Collecting data on how the practice operates, how the staff do their jobs, and how staff and patients move around the facility was critical to Nor-Lea at the time because patient wait times to see physicians could be as long as two hours. One major reason for such delays in care was because the clinic was poorly designed with long hallways and waiting rooms that were located far from exam rooms. The goal was to get average wait times down to 10 minutes, Hamilton explained.
Also See: How to get more value out of RTLS technology
Data from the RTLS system found that nurses were doing administrative tasks more than real nursing—they were coordinating care for doctors, ordering medications, scheduling same-day appointments, printing lab and X-ray results and scanning them into the electronic health record, conducting prior authorizations, and spending lots of time on the phones. Nurses also were being pulled aside to administer immunizations and injections.

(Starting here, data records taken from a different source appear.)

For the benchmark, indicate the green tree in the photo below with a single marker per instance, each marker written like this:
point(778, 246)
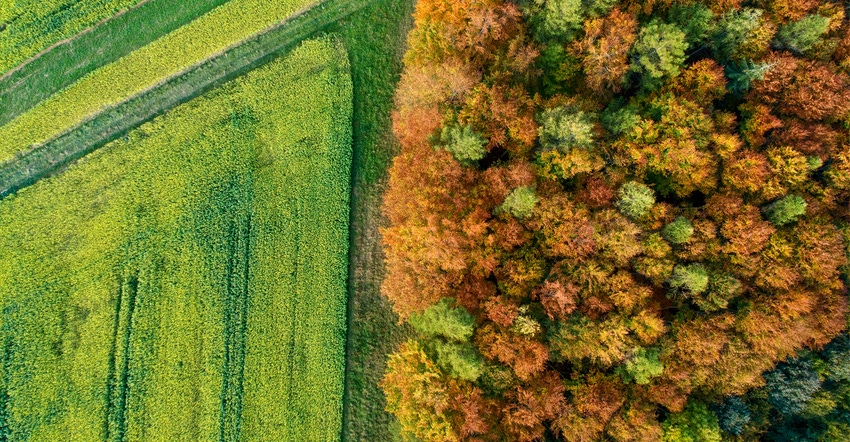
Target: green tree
point(642, 366)
point(520, 203)
point(740, 34)
point(620, 120)
point(635, 199)
point(741, 74)
point(837, 358)
point(791, 385)
point(722, 287)
point(696, 423)
point(466, 145)
point(679, 231)
point(563, 129)
point(459, 360)
point(799, 36)
point(785, 210)
point(690, 278)
point(659, 52)
point(444, 320)
point(696, 20)
point(732, 415)
point(598, 8)
point(560, 20)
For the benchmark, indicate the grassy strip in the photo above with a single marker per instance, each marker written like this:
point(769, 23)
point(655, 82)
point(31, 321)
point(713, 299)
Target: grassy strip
point(375, 38)
point(27, 27)
point(35, 164)
point(166, 207)
point(207, 36)
point(66, 63)
point(295, 360)
point(235, 320)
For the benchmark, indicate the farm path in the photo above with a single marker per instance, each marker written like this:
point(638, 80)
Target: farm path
point(115, 121)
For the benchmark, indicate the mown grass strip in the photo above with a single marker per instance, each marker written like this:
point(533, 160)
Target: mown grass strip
point(27, 27)
point(169, 205)
point(113, 122)
point(57, 68)
point(295, 342)
point(211, 34)
point(235, 319)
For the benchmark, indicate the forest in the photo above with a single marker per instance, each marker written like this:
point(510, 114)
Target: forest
point(621, 220)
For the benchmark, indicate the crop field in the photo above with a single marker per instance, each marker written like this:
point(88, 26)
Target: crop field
point(27, 27)
point(142, 69)
point(188, 281)
point(52, 70)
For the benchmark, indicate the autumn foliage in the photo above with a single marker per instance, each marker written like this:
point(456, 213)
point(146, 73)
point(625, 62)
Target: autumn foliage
point(637, 234)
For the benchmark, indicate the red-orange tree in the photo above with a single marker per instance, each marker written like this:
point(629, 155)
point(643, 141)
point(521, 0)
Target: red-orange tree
point(625, 247)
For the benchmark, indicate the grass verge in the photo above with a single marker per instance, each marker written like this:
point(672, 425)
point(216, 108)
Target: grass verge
point(58, 68)
point(211, 34)
point(123, 297)
point(28, 27)
point(376, 41)
point(115, 121)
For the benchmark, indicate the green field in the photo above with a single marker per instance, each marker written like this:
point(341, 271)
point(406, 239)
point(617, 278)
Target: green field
point(29, 26)
point(64, 64)
point(223, 27)
point(375, 38)
point(187, 282)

Hamilton realized the practice was paying nurses $28 an hour for doing more administrative than nursing work, when the practice could pay $12 an hour for medical assistants, and that’s what they did.
Another improvement brought by analysis of findings from RTLS technology was to enable staff to communicate with each other via TV monitors located in strategic locations in the practice. Nurses used to write information on the status of patient care on small adhesive notes taped on the doors of exam room. Now, monitors show physicians a color-coded status of patients, such as when they are in the room waiting and how long they have been waiting so the doctors know which room they should go in first, and that helps reduce patient wait times.
Doctors also have a button on a badge to push and inform a nurse that they are ready for a patient, and then they push the button again when they are finished with the visit, so the nurse can come in and complete the encounter. “Physicians are happy because they no longer are chasing their staff,” Hamilton said.
Nor-Lea also is using RTLS to look at room utilization and room turnover, along with collecting and analyzing patient flow.